Sunday, October 19, 2008

Why I Disagree With Akkach's Method

“Focusing on the specificity of the religious experience, the study accentuates the interpretive distance between the modern subject and the pre-modern object. This study engages tradition in a different way to that of the perennialists and art historians. It foregrounds the distinct spatial sensibility of the pre-modern in order to highlight the implicit discontinuity and disjunction between the retrospective (historical readings) and the projective (design theories) representations of difference.” Samer Akkach sees the conditions of modernity introducing a theoretical distance between the symbol and its referents that has irreversibly altered its efficacy. His criticism of perennialist thought finds expression in overlooking the fact that constructing layers of theoretical intermediaries between myth and architecture and between an object and its referents is a modern necessity. “Our ability to talk about tradition as a worldview with its own logic that is distinct from an objective world and from our subjective experience of this world, is the result of a new modern condition."

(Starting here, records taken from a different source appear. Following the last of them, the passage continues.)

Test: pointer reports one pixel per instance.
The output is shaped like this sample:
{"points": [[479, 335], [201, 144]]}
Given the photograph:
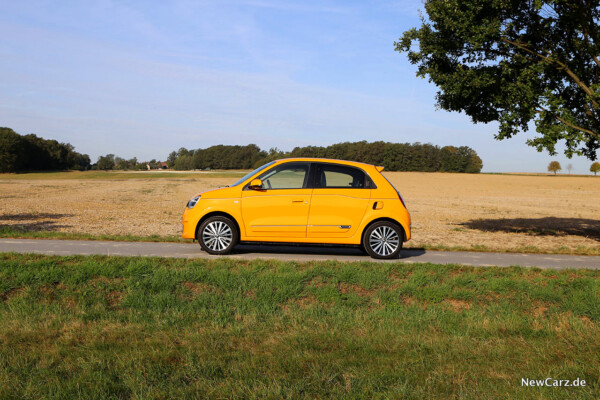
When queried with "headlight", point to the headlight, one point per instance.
{"points": [[193, 202]]}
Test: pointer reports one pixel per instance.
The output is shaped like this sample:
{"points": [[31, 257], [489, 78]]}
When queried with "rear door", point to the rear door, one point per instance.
{"points": [[339, 200], [280, 209]]}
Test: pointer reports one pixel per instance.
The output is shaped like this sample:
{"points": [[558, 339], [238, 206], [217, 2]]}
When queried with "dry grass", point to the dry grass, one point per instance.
{"points": [[485, 212], [502, 212]]}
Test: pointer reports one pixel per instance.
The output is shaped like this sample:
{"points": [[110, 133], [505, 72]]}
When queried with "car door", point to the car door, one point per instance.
{"points": [[280, 208], [339, 200]]}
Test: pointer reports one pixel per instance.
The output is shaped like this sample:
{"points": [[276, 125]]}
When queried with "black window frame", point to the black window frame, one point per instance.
{"points": [[315, 181], [305, 184]]}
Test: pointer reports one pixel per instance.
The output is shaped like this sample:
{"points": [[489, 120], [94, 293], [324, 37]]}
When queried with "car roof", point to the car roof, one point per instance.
{"points": [[326, 160]]}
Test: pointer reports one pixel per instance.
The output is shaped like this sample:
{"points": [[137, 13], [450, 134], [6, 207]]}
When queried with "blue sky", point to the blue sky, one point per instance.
{"points": [[143, 78]]}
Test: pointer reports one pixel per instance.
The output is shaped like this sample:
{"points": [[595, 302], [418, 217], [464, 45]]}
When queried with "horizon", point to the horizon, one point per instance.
{"points": [[148, 78]]}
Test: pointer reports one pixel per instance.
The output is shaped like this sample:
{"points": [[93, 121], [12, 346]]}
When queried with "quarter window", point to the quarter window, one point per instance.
{"points": [[336, 176], [285, 176]]}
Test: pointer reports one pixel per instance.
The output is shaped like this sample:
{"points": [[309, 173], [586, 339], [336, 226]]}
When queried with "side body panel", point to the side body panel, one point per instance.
{"points": [[336, 213], [279, 213]]}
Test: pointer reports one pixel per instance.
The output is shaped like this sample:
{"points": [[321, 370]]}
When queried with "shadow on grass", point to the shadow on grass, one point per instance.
{"points": [[32, 222], [312, 249], [548, 226]]}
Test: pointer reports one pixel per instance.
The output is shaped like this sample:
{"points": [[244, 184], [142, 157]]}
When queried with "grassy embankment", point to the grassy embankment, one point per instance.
{"points": [[110, 327]]}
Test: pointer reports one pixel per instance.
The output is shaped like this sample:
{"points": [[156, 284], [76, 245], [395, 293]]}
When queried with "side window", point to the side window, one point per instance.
{"points": [[338, 176], [285, 176]]}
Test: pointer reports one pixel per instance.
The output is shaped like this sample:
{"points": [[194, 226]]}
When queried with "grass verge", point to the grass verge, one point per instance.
{"points": [[114, 327], [10, 232]]}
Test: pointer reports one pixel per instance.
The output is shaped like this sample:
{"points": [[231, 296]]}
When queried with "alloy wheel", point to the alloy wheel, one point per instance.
{"points": [[384, 240], [217, 236]]}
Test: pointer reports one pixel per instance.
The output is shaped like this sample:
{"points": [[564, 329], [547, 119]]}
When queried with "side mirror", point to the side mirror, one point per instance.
{"points": [[256, 184]]}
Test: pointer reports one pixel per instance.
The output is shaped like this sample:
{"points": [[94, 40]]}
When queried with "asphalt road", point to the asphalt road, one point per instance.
{"points": [[292, 253]]}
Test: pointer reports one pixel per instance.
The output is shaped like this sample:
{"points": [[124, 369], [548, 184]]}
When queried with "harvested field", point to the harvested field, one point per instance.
{"points": [[472, 211]]}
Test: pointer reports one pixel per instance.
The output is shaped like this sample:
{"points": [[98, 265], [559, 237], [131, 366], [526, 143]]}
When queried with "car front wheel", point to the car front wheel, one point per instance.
{"points": [[218, 235], [383, 240]]}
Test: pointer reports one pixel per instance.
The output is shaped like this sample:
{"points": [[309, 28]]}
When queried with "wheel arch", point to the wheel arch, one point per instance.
{"points": [[362, 234], [218, 214]]}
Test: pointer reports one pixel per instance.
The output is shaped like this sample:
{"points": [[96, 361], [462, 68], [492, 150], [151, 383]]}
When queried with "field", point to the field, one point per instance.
{"points": [[111, 327], [450, 211]]}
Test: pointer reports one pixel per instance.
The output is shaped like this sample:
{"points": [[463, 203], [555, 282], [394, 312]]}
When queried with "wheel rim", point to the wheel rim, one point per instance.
{"points": [[217, 236], [384, 240]]}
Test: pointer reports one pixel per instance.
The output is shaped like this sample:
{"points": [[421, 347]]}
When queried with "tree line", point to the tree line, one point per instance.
{"points": [[32, 153], [555, 166], [393, 156]]}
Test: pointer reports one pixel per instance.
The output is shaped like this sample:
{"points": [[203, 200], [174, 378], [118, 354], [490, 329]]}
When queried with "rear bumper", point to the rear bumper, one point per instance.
{"points": [[189, 227]]}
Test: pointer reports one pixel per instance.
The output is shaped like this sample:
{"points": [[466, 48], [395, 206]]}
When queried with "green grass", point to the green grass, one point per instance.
{"points": [[122, 175], [111, 327]]}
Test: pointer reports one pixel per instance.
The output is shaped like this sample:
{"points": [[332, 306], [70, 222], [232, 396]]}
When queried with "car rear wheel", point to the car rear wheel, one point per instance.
{"points": [[218, 235], [383, 240]]}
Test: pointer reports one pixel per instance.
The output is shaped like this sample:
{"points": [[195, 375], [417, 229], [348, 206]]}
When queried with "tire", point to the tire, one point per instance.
{"points": [[383, 240], [218, 235]]}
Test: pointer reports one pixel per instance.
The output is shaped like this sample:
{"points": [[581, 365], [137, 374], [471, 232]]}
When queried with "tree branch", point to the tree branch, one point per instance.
{"points": [[564, 121], [562, 66]]}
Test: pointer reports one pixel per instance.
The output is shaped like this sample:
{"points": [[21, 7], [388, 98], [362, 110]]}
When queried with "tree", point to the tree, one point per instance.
{"points": [[516, 62], [106, 162], [554, 166]]}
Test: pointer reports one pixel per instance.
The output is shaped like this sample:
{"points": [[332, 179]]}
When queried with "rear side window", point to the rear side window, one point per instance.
{"points": [[286, 176], [339, 176]]}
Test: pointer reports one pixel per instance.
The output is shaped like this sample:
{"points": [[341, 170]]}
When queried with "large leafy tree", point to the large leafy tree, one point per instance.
{"points": [[516, 62]]}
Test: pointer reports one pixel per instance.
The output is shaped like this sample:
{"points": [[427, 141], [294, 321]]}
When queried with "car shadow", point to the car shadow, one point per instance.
{"points": [[320, 250], [547, 226]]}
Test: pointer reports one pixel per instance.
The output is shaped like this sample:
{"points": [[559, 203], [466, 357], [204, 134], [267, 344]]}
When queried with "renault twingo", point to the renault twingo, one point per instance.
{"points": [[302, 200]]}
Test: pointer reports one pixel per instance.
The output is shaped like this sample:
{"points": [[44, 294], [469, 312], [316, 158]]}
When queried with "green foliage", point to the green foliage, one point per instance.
{"points": [[554, 166], [393, 156], [515, 63], [399, 156], [32, 153]]}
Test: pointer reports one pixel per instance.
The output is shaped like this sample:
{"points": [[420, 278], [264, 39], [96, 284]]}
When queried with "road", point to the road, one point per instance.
{"points": [[292, 253]]}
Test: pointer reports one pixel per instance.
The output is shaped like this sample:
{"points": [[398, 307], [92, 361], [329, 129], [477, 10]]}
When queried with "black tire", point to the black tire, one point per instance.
{"points": [[218, 235], [383, 240]]}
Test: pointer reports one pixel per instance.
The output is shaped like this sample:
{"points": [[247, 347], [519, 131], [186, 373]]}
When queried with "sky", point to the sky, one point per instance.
{"points": [[144, 78]]}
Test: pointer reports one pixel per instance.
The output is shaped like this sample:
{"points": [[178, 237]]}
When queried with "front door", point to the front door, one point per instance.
{"points": [[338, 202], [280, 209]]}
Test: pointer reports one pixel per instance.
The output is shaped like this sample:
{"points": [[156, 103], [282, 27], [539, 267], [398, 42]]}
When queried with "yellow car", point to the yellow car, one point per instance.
{"points": [[302, 200]]}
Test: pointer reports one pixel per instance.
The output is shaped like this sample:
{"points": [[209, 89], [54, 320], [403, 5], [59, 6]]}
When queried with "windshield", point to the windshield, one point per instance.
{"points": [[253, 172]]}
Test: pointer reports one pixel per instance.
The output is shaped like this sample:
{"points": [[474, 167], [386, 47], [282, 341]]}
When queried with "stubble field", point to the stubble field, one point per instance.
{"points": [[470, 211]]}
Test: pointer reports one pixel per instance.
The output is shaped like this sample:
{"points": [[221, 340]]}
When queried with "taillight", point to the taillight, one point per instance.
{"points": [[401, 199]]}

I am not convinced that a theoretical intermediary is necessary for us to understand the past. While the pre-modern context allowed for an intuitive understanding of the symbols that belong to it, it does not follow that the pre-modern context must be theoretically re-constructed. It is possible to understand sacred architecture without knowledge of the pre-modern context, given the nature of sacred. The nature of sacred is within ontology, and as such the act of ontological creation circumvents the need for a theoretical re-construction.